“Then the Lord spoke to me again and asked, “What do you see now?” And I replied, “I see a pot of boiling water, spilling from the north.” “Yes,” the Lord said, “for terror from the north will boil out on the people of this land. Listen! I am calling the armies of the kingdoms of the north to come to Jerusalem. I, the Lord, have spoken! “They will set their thrones at the gates of the city. They will attack its walls and all the other towns of Judah. I will pronounce judgment on my people for all their evil—for deserting me and burning incense to other gods. Yes, they worship idols made with their own hands!” Jeremiah 1:13-16
God’s second confirming vision caused Jeremiah to see a boiling pot. The pot was a large kettle that was evidently sitting on a fire because it was “boiling.” The pot was tilting away from the north indicating that its contents were about to be spilled out toward the south. What was the “seething pot”? In Jeremiah’s time Egypt and Assyria were no longer a danger to the southern kingdom of Judah, but around the Fertile Crescent in the north was a boiling pot: the rising power of Babylon, which was to eventually destroy Judah.
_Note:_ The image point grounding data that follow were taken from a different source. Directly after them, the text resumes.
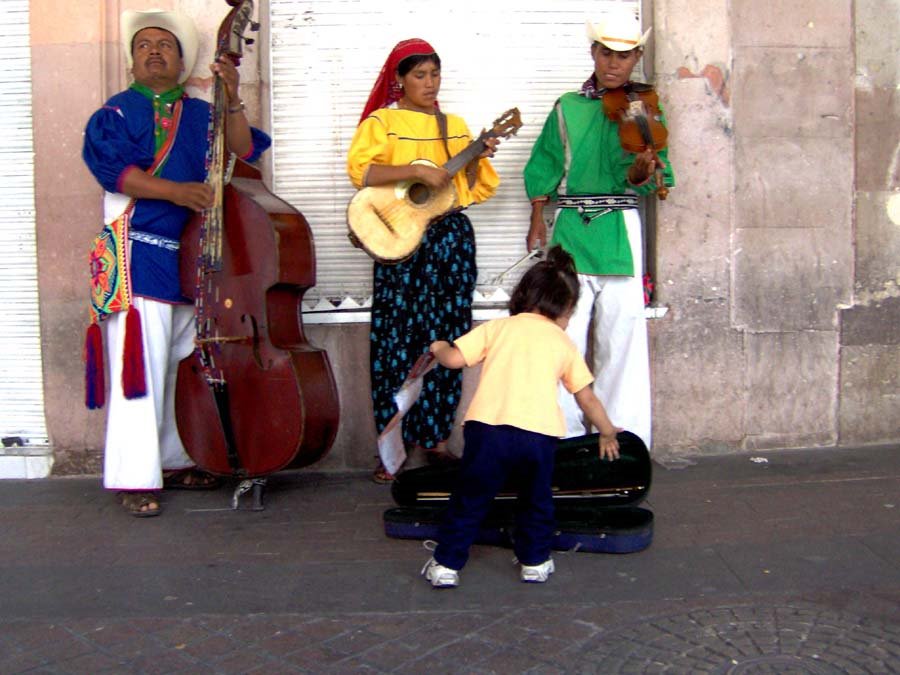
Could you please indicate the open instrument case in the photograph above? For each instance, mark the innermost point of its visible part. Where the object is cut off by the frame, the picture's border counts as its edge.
(596, 501)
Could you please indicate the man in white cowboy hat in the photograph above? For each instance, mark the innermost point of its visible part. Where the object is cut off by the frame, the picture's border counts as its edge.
(578, 163)
(147, 147)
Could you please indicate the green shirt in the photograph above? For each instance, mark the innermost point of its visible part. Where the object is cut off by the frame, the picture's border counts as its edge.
(578, 153)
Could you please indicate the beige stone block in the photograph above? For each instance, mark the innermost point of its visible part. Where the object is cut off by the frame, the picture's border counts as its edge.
(801, 23)
(792, 389)
(787, 93)
(877, 138)
(696, 364)
(870, 394)
(790, 279)
(676, 27)
(793, 182)
(877, 248)
(54, 22)
(693, 226)
(877, 64)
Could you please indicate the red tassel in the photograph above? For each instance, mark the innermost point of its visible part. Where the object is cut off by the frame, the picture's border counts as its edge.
(134, 383)
(94, 379)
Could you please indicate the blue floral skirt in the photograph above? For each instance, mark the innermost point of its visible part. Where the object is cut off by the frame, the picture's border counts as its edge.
(425, 298)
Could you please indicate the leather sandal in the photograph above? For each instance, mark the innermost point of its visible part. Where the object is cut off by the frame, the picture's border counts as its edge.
(139, 504)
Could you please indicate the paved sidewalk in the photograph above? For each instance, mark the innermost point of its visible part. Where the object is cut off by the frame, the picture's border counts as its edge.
(791, 565)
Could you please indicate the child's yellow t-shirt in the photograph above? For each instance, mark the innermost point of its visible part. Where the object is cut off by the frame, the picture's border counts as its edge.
(525, 357)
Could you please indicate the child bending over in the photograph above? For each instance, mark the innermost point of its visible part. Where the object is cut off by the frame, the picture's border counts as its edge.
(514, 420)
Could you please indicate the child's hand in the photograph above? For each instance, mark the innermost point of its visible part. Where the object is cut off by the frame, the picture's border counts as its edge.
(609, 445)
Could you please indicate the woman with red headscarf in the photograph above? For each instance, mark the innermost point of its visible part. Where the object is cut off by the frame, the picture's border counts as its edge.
(428, 296)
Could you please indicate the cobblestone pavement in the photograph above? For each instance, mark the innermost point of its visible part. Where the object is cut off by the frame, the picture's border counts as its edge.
(785, 566)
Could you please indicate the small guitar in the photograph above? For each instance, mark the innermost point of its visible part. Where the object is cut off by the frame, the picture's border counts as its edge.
(389, 221)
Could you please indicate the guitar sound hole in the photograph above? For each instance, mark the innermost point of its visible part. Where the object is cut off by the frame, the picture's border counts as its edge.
(418, 193)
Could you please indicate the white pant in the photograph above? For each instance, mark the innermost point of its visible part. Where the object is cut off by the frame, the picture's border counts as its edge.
(620, 363)
(141, 434)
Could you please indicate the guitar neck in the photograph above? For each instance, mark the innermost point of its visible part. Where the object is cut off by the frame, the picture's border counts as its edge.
(471, 151)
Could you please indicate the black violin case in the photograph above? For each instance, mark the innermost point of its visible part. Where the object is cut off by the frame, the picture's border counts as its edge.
(596, 501)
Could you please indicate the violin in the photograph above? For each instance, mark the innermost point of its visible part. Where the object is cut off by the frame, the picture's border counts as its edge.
(635, 109)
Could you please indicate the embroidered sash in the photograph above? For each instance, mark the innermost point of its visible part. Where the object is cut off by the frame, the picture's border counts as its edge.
(110, 292)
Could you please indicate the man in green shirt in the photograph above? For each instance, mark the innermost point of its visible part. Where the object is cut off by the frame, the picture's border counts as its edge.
(578, 162)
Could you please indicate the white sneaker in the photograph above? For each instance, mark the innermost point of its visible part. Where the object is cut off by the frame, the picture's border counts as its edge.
(538, 574)
(440, 576)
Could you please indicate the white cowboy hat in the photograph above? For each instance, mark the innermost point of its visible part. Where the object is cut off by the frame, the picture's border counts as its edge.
(176, 23)
(620, 30)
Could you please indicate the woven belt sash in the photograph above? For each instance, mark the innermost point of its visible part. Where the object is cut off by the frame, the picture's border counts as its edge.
(594, 206)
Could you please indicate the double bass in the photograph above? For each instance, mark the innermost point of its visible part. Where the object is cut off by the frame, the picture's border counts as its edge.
(255, 396)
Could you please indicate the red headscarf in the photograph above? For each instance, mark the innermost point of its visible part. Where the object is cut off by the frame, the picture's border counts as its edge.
(386, 89)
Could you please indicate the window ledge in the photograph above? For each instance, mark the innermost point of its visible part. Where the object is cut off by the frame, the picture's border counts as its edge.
(484, 307)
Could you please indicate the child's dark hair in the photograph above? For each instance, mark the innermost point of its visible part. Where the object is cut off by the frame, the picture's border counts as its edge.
(550, 287)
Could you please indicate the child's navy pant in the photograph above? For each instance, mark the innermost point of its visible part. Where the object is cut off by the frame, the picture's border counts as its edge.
(491, 455)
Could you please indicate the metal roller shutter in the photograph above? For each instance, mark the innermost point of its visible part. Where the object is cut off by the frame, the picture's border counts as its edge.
(22, 425)
(325, 56)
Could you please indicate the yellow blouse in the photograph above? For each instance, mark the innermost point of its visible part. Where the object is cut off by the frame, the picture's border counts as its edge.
(393, 137)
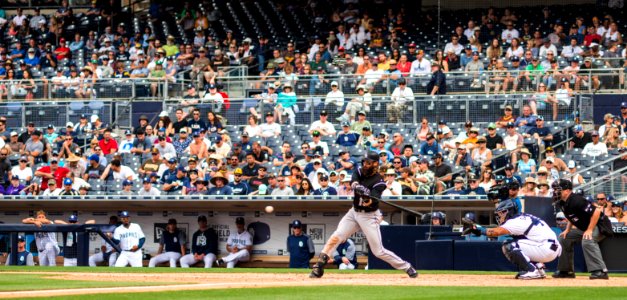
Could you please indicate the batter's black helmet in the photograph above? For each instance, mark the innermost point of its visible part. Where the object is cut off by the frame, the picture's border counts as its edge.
(505, 211)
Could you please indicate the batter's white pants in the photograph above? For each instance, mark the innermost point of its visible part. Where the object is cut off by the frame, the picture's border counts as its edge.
(539, 252)
(48, 257)
(99, 257)
(189, 260)
(232, 259)
(70, 262)
(344, 266)
(172, 257)
(369, 224)
(130, 257)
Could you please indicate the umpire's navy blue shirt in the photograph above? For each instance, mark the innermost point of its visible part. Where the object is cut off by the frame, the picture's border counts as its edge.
(301, 250)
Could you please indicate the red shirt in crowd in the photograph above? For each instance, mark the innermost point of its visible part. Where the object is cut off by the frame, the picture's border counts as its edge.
(108, 147)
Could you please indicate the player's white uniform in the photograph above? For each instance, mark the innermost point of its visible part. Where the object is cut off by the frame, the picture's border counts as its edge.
(100, 257)
(239, 240)
(536, 240)
(48, 248)
(128, 238)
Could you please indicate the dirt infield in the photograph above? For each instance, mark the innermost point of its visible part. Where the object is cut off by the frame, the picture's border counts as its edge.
(202, 281)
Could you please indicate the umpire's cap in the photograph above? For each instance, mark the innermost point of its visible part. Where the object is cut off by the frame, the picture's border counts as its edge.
(371, 156)
(73, 218)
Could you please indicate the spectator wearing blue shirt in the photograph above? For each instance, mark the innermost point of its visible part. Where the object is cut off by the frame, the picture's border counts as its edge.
(430, 147)
(220, 185)
(473, 186)
(325, 189)
(300, 246)
(458, 187)
(31, 59)
(345, 163)
(347, 138)
(526, 121)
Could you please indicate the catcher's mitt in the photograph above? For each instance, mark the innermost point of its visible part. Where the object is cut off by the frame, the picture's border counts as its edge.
(469, 227)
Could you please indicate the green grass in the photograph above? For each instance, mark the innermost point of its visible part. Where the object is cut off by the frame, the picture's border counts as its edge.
(373, 292)
(245, 270)
(20, 282)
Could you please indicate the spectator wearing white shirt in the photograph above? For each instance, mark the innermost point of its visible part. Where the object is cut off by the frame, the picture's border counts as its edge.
(594, 148)
(454, 46)
(22, 170)
(400, 96)
(547, 46)
(334, 102)
(392, 187)
(323, 125)
(510, 33)
(119, 171)
(270, 128)
(420, 66)
(313, 145)
(571, 50)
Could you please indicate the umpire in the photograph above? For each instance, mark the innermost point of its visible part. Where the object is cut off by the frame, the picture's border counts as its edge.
(583, 218)
(300, 246)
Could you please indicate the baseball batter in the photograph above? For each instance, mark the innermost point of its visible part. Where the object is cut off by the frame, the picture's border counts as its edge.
(107, 252)
(239, 245)
(131, 238)
(533, 242)
(46, 241)
(204, 246)
(365, 215)
(173, 240)
(24, 258)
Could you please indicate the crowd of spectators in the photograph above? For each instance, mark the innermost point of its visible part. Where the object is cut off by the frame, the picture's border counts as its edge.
(192, 155)
(505, 51)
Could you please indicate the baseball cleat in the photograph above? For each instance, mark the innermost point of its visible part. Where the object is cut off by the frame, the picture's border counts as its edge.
(317, 271)
(599, 275)
(411, 272)
(540, 267)
(563, 274)
(535, 274)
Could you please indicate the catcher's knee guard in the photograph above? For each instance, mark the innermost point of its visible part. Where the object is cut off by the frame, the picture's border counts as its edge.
(318, 268)
(513, 253)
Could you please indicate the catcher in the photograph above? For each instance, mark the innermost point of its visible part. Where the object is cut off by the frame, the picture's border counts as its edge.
(533, 243)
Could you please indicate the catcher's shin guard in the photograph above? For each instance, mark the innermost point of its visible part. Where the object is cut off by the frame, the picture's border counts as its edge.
(318, 268)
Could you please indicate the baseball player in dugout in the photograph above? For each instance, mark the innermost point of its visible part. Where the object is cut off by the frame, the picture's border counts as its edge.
(365, 215)
(587, 224)
(239, 245)
(24, 258)
(107, 252)
(533, 242)
(131, 238)
(204, 246)
(300, 246)
(173, 242)
(70, 247)
(46, 241)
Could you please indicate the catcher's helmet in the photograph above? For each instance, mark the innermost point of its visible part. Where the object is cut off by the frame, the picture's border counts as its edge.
(505, 211)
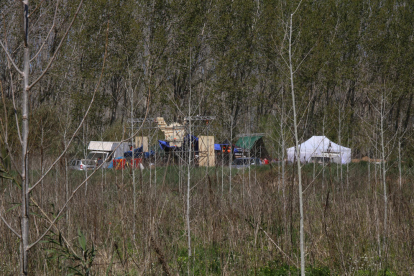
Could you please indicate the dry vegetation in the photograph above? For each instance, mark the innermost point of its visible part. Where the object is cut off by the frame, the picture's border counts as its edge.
(253, 231)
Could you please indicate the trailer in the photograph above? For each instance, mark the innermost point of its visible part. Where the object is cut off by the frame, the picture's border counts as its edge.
(104, 152)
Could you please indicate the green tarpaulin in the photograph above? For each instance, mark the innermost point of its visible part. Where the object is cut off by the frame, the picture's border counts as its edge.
(247, 142)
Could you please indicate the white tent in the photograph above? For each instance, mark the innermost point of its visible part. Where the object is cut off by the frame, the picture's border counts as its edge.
(320, 146)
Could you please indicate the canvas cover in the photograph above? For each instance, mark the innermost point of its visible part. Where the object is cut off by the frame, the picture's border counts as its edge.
(247, 142)
(317, 145)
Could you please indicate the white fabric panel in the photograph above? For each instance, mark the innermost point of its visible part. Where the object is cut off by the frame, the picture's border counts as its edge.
(315, 146)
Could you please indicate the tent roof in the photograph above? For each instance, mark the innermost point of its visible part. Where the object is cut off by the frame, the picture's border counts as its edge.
(321, 142)
(247, 142)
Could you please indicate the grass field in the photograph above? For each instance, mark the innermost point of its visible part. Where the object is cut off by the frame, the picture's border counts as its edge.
(251, 228)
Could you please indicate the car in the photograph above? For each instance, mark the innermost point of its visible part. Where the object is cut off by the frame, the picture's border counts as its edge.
(82, 164)
(245, 162)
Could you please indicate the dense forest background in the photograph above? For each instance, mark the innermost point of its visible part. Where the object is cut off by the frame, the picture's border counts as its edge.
(96, 64)
(353, 62)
When Jeremiah began his ministry, Assyria, not Babylon, was the dominant power in the Near East, and no doubt many of the political experts thought Jeremiah foolish to worry about Babylon in the north. But the people of Judah lived to see Assyria defeated and Egypt crippled as Babylon rose to power and Jeremiah’s words came true. Indeed, the thrones of the conquering Babylonian leaders were set in the gate of Jerusalem, and the Holy City was eventually destroyed.
The nations in the East were often in conflict, each trying to gain supremacy. First the Jewish rulers would turn to Egypt for help, then to Assyria (see Isa. 30—31; Jer. 2:18, 36); and all the while, they failed to trust the Lord and seek His help. But this vision reveals that God is in control of the nations of the world and can use them to accomplish His own purposes. The Lord was even then preparing Babylon in the north to be His servant to chasten His people.